The price could be driven up to that level if more bidders enter the fray. In First Quantum CEO Philip Pascall’s words, Inmet’s Cobre Panama may be one of the few copper projects that is “developable,” meaning that it is highly attractive.
Analysts and fund managers cited by Bloomberg Businessweek, The Globe and Mail and Reuters note that other companies that might be interested in Inmet include Vale (NYSE:VALE); Teck Resources (NYSE:TCK,TSX:TCK.B), which operated the Cobre Panama project until it got into balance sheet difficulties in 2008; and Freeport McMoRan Copper & Gold (NYSE:FCX) — although Freeport may be a less likely candidate now that it has decided to spend $20 billion to buy McMoRan Exploration (NYSE:MMR) and Plains Exploration & Production (NYSE:PXP).
While Cobre Panama could be a future cash cow, shareholders may want to consider the cost of developing that mine as other companies have been putting mine development on hold. Earlier this year, BHP Billiton (ASX:BHP,NYSE:BHP,LSE:BLT) said it plans to look for an alternative to its “capital-intensive” $20-billion plan to expand its Olympic Dam copper and uranium mine.
In May, Inmet increased the cost estimate for Cobre Panama by 43 percent, according to The Globe and Mail. Inmet’s share of the $6.2 billion development cost will be $4.8 billion. Korea Panama Mining, which owns 20 percent of the mine, will put down the rest. Inmet had nearly fully funded the project at the end of September, with the exception of $371 million, and in December, it raised $500 million by selling senior notes, part of which will be used to fund Cobre Panama.
Inmet said it “recognizes the industry trend of escalating costs as a significant risk” and to limit cost escalation it has so far contracted out $4.1 billion of the total $6.2 billion costs.
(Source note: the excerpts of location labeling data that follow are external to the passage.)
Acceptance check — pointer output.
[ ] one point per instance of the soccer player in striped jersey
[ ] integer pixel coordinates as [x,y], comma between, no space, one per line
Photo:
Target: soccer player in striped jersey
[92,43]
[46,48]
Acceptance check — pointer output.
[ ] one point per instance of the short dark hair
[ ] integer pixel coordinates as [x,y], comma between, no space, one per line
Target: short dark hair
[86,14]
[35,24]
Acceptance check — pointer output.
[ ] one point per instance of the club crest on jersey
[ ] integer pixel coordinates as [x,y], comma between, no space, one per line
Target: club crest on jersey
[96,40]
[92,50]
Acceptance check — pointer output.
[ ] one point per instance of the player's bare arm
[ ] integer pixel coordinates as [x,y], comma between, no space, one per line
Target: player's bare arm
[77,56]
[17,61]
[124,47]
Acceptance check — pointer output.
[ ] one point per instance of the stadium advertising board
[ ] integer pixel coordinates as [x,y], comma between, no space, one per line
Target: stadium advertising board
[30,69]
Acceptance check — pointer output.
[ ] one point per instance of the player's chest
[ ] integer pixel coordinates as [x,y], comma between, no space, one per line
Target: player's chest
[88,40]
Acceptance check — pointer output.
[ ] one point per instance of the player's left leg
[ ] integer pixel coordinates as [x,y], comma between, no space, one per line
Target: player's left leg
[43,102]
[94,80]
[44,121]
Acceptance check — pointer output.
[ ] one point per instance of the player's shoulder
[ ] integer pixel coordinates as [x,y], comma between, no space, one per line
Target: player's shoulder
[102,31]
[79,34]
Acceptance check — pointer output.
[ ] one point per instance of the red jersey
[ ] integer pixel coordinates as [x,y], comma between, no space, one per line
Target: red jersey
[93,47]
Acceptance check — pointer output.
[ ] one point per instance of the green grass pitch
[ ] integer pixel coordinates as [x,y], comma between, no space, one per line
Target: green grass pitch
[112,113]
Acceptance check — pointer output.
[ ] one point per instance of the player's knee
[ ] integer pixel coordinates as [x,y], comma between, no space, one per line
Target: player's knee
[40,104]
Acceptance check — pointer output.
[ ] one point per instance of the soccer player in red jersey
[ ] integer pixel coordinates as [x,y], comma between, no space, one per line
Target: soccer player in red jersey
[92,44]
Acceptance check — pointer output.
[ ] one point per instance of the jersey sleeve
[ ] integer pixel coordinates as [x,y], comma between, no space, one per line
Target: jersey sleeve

But the costs may be on the high side, and shareholders may want to consider what another owner could do to limit them.
Inmet’s cost estimate is at about $23,000 per tonne of copper produced, according to Nomura analysts cited by Reuters. That’s well above the $18,500 sector average, and almost four times the $6,000 per tonne that First Quantum expects to spend to develop its Sentinel copper mine in Zambia. First Quantum did not respond to requests for a detailed cost overview for Sentinel.
For First Quantum, acquiring Inmet is an opportunity to establish itself as one of the five biggest copper producers in the world amid a continued global supply shortage. It is also confident that it can build Cobre Panama more cheaply. “We tend to build [mines] at somewhere between a third and half the costs of anybody else,” President Clive Newall told The Globe and Mail.
Having already raised its bid twice, First Quantum might be amenable to raising it again. “Our clear preference remains to engage with Inmet, as we believe strongly in the compelling strategic and financial merit of the transaction,” Philip Pascall, CEO of First Quantum said in a statement. If Inmet continues to resist, and First Quantum or other bidders don’t offer more, the company’s shares may fall back to the C$40-something level they were trading at before the first bid.
Securities Disclosure: I, Ragnhild Kjetland, hold no investment interest in any company mentioned in this article.